De là à prédire que les cerfs pourraient survivre avec une diète tout épinette quand le sapin aurait disparu, il y a un pas que Joëlle Taillon refuse de franchir. «Ils seront capables de s’ajuster à une certaine hausse, mais on ne sait pas si cela pourra dépasser 40%, dit-elle. Et puis, il n’y a pas que l’alimentation: la sapinière leur offre un meilleur couvert contre la neige, ce qui facilite leurs déplacements en hiver.»

Jusqu’où ira l’adaptation du cerf d’Anticosti? Des chercheurs de la Chaire s’activent à sonder les estomacs, les urines et les liqueurs de rumen des animaux pour voir si leur grande plasticité s’étend jusqu’à des changements physiologiques. Des réponses vont venir bientôt, assure Steeve Côté, qui se doute bien qu’on trouvera des différences par rapport aux ruminants du continent.

Un modèle pour diminuer la densité
Pour le chercheur, il y a gros à parier que des cerfs du Bas-Saint-Laurent (d’où provient le troupeau d’Anticosti) ne seraient pas capables de passer l’hiver sur l’île dans les conditions actuelles de la végétation. Tout comme ceux d’Anticosti n’auraient probablement pas survécu s’ils avaient eu des prédateurs: à cause de la longueur de l’hiver. On est ici au nord de l’aire de répartition de l’espèce, d’ailleurs absente de la région de Mingan, juste en face sur la Côte-Nord.

Avec un modèle statistique en voie d’élaboration à partir des connaissances acquises depuis 12 ans, on pourra bientôt prédire l’effet de différents scénarios de gestion (chasse, foresterie) susceptibles de diminuer les densités du cerf à long terme. Malgré tout, on craint toujours la disparition des sapinières d’Anticosti. «En tout cas, pour l’instant, elles continuent de diminuer», observe M. Côté. Il faudra voir si la régénération tiendra le coup lorsqu’on commencera à démanteler les premiers enclos à compter de l’été prochain.
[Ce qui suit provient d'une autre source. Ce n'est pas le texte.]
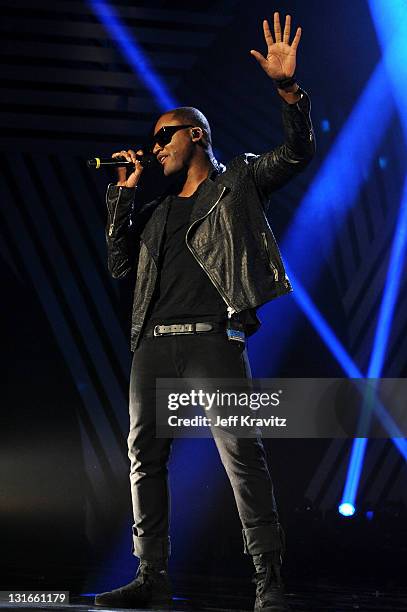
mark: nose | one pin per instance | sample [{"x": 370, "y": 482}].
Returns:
[{"x": 156, "y": 148}]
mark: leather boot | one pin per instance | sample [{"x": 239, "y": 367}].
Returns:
[
  {"x": 150, "y": 588},
  {"x": 270, "y": 588}
]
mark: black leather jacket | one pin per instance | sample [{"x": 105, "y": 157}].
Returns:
[{"x": 228, "y": 234}]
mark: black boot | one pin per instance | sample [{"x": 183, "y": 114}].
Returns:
[
  {"x": 270, "y": 588},
  {"x": 150, "y": 588}
]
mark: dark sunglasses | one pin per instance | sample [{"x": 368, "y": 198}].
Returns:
[{"x": 165, "y": 134}]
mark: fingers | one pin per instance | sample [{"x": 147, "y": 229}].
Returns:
[
  {"x": 267, "y": 33},
  {"x": 259, "y": 57},
  {"x": 277, "y": 27},
  {"x": 296, "y": 39},
  {"x": 287, "y": 28}
]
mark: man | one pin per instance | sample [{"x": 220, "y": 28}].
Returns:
[{"x": 204, "y": 259}]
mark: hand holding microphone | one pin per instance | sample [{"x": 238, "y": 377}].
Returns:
[{"x": 133, "y": 178}]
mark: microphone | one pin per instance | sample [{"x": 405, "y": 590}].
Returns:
[{"x": 115, "y": 162}]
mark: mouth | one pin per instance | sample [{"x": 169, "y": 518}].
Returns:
[{"x": 162, "y": 158}]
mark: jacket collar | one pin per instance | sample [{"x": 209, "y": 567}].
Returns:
[{"x": 209, "y": 192}]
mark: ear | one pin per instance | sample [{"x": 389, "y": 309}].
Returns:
[{"x": 196, "y": 134}]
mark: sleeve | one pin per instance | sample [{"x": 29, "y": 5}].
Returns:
[
  {"x": 121, "y": 235},
  {"x": 274, "y": 169}
]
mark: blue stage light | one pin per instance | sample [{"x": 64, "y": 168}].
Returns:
[
  {"x": 133, "y": 53},
  {"x": 331, "y": 194},
  {"x": 390, "y": 22},
  {"x": 325, "y": 125},
  {"x": 346, "y": 509}
]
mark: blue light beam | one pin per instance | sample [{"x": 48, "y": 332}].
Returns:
[{"x": 133, "y": 53}]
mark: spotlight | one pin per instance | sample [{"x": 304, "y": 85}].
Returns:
[{"x": 346, "y": 509}]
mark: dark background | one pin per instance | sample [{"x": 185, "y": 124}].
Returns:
[{"x": 68, "y": 94}]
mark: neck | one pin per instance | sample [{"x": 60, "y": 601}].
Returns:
[{"x": 196, "y": 174}]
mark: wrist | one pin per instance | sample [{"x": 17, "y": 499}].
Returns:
[{"x": 291, "y": 95}]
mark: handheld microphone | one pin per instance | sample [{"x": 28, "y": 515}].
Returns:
[{"x": 116, "y": 162}]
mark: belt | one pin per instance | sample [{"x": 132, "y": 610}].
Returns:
[{"x": 191, "y": 328}]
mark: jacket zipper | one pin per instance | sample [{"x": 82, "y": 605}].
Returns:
[
  {"x": 114, "y": 214},
  {"x": 305, "y": 116},
  {"x": 266, "y": 248},
  {"x": 230, "y": 308}
]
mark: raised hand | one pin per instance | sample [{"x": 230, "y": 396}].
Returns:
[{"x": 281, "y": 56}]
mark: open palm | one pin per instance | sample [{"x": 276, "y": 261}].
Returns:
[{"x": 281, "y": 56}]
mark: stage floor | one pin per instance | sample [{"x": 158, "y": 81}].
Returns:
[{"x": 307, "y": 598}]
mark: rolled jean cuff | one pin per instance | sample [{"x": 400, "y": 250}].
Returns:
[
  {"x": 264, "y": 539},
  {"x": 151, "y": 548}
]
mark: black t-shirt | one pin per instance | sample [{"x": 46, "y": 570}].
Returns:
[{"x": 183, "y": 290}]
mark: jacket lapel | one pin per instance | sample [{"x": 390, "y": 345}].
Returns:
[{"x": 209, "y": 192}]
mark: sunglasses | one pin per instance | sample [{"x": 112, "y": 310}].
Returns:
[{"x": 165, "y": 134}]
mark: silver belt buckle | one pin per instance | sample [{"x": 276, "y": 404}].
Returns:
[
  {"x": 176, "y": 328},
  {"x": 236, "y": 334}
]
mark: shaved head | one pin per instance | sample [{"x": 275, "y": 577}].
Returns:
[{"x": 193, "y": 116}]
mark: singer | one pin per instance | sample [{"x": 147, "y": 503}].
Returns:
[{"x": 203, "y": 259}]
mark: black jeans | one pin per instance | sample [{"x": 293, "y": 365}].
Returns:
[{"x": 203, "y": 355}]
Les sapins plantés au début de la décennie seront-ils assez costauds pour échapper à la voracité des cerfs?

Et, à plus long terme, il faudra voir ce qu’il adviendra de l’île et de sa faune si l’exploration pétrolière qui est faite un peu partout sur le territoire se transforme en véritable exploitation d’ici quelques années. Là aussi, la Chaire s’implique, en menant des recherches sur les impacts du bruit et autres dérangements subis par les cerfs à proximité des puits d’exploration. Tout en continuant à profiter du contexte unique de ce milieu insulaire pour étudier une espèce surabondante qui, dans quelque temps, pourrait bien se retrouver dans la situation inverse.